There were several t.v. shows about it when I was young. Someone gets a knock on the head and forgets who he is. It was spun as comedic but not entirely tragic. More recently there have been a string of movies that cast it in a more debilitating light.
Amnesia is when you forget the unforgettable: who you are, your history, your family, your pain. You try to reel in the details but they are gone.
But amnesia comes in short doses too.
A woman, when she is in labor, has sorrow because her hour has come; but as soon as she has given birth to the child, she no longer remembers the anguish, for joy that a human being has been born into the world.
-John 16
That happened to me. Repeatedly. In trying now to dredge up the recollection of what it was like to be in active labor eight times without so much as an aspirin I come up empty. I could try to conjure up frothy analogies about how it felt but I would be faking it, because the truth is I forget.

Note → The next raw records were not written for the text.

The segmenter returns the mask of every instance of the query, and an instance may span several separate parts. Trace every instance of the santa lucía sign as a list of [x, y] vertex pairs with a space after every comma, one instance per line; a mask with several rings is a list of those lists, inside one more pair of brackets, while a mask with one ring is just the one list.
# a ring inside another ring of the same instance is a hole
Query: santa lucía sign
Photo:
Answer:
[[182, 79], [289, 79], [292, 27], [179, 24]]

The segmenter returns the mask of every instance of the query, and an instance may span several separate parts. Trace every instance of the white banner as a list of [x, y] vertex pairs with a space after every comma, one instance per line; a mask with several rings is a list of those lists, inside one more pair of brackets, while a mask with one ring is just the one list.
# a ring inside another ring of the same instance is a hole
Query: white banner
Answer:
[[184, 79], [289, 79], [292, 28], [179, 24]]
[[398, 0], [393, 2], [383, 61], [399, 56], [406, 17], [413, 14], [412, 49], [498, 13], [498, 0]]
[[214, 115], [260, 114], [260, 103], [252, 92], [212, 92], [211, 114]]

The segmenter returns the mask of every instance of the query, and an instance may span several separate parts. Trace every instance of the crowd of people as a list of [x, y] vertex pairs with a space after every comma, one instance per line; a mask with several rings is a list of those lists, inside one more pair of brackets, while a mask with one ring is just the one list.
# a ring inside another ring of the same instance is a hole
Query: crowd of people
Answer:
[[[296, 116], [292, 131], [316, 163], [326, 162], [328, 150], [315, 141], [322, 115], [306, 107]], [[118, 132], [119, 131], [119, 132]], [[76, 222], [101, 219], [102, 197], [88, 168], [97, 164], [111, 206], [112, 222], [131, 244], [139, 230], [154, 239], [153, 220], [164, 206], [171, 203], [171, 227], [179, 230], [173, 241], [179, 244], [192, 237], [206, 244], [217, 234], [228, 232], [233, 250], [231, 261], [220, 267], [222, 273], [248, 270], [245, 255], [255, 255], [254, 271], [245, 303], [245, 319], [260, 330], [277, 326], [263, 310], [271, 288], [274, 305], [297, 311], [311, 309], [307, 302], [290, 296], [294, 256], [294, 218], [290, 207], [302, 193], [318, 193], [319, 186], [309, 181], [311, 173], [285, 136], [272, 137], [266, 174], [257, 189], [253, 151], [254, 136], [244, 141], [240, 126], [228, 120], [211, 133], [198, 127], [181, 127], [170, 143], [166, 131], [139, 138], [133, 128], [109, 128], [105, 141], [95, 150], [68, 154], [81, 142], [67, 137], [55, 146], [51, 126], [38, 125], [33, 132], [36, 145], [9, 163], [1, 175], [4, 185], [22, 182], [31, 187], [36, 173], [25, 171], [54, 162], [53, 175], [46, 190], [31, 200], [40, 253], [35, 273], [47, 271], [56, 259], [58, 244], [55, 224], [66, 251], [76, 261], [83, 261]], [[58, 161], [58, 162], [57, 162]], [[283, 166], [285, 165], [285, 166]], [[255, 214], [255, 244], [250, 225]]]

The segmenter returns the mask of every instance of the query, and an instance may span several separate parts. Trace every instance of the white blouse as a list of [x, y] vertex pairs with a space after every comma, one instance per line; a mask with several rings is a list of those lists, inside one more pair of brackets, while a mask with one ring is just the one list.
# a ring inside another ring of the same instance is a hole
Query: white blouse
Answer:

There are other parts of my life that have melted away. Caring for my aging and manic mother was exhausting for awhile. At least I think it was. There were issues with incontinence, 911 and mood swings that left ugly splotches amid the more savory moments sharing tea and nostalgia. But actually, the skirmishes have settled out like sediment at the bottom of a river. The feelings no longer muddy the memories. I can report to you that it was difficult but I don't actually remember.
Marriages are sometimes a place of pain. We can attach ourselves to the conclusion that this is a sign of failure. But maybe, and I suggest this gently, pain is part of how we get to birth. There are enough stories of marriages that emerged from the debris of grief that look up like a wide eyed daughter, slippery with vernix and wet kisses, to assure me that pain is not an exorbitant price to pay for innocence.